Here is where I start reflecting on the things I’ve marked “attn,” above. It’s interesting to me that the ones I’m having the most difficulty with are the ones I hadn’t really thought of much before reading Fink’s work–goals about caring, the human dimension, and learning how to learn. My course goals were more content-focused before that.

Caring goals

I’m going to start with the hardest one, in my view. How do I get them to care about certain things, if they don’t already? I feel the need to tread carefully here, as there are ethical concerns with trying to change people’s values when you’re in a position of significant power in comparison to them. I don’t think I should require students to care about certain things so much as show evidence of doing certain things (whether doing so has entered into their emotional or value structure deeply is their own concern).
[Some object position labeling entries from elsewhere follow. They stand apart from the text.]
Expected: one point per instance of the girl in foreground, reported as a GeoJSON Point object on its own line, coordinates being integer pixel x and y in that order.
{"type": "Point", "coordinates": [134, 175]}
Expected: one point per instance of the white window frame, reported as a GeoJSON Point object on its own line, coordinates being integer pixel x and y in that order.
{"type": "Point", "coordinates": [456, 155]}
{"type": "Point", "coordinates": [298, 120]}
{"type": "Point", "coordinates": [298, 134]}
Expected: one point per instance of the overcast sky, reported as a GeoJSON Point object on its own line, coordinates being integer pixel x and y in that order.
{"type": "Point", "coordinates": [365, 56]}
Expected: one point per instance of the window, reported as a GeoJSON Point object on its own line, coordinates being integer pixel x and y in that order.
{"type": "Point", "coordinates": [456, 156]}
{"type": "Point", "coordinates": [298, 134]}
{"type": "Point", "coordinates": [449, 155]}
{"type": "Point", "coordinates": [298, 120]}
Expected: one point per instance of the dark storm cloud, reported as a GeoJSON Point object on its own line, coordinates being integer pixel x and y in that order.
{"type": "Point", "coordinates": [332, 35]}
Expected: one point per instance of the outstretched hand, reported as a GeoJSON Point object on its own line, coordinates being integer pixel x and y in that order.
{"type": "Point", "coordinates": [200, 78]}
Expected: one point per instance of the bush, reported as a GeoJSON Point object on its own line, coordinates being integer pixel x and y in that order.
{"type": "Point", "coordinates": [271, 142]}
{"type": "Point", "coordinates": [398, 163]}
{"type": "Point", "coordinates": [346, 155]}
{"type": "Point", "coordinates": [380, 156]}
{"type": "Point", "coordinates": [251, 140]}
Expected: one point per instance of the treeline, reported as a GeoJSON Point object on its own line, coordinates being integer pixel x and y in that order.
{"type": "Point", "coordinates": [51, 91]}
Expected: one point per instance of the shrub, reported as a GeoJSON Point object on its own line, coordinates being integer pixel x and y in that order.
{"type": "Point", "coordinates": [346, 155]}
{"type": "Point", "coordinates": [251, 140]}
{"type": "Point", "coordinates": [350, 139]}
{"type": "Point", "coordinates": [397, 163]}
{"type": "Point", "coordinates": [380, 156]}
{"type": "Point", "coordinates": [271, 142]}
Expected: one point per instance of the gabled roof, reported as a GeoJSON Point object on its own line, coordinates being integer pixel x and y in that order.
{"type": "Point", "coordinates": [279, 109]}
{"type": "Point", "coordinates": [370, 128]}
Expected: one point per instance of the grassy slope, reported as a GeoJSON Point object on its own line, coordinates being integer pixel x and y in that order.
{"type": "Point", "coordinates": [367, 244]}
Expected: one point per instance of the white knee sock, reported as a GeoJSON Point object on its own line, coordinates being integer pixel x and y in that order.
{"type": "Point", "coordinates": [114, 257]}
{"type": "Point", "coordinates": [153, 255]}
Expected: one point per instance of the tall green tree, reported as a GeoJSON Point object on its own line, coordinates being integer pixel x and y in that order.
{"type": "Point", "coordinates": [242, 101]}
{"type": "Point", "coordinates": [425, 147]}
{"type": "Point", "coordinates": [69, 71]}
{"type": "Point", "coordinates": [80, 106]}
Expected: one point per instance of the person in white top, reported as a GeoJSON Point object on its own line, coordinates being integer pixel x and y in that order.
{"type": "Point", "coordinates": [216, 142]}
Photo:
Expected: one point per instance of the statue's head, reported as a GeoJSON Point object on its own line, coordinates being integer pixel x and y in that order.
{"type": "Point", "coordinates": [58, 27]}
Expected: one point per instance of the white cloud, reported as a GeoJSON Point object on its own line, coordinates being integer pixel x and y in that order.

So while I’d like them to care if their arguments are sound or if they are relying on assumptions that they can’t defend, I can’t require them to show that they care about such things–only that they do unpack their assumptions and that the arguments they produce are sound. And while I would like them to care about working together with others to solve problems and treating them with respect in discussions, all I can require is that they do so.

One thing I could do is to model my own enthusiasm in striving to unpack my own assumptions and produce sound arguments, model respect in discussions, and show how I think of myself as working with them to address the problems we are discussion (which I do think, and I can model that). I can also explain why I believe those things are important, as a way of explaining why I require them, and then these reasons may resonate with others as well.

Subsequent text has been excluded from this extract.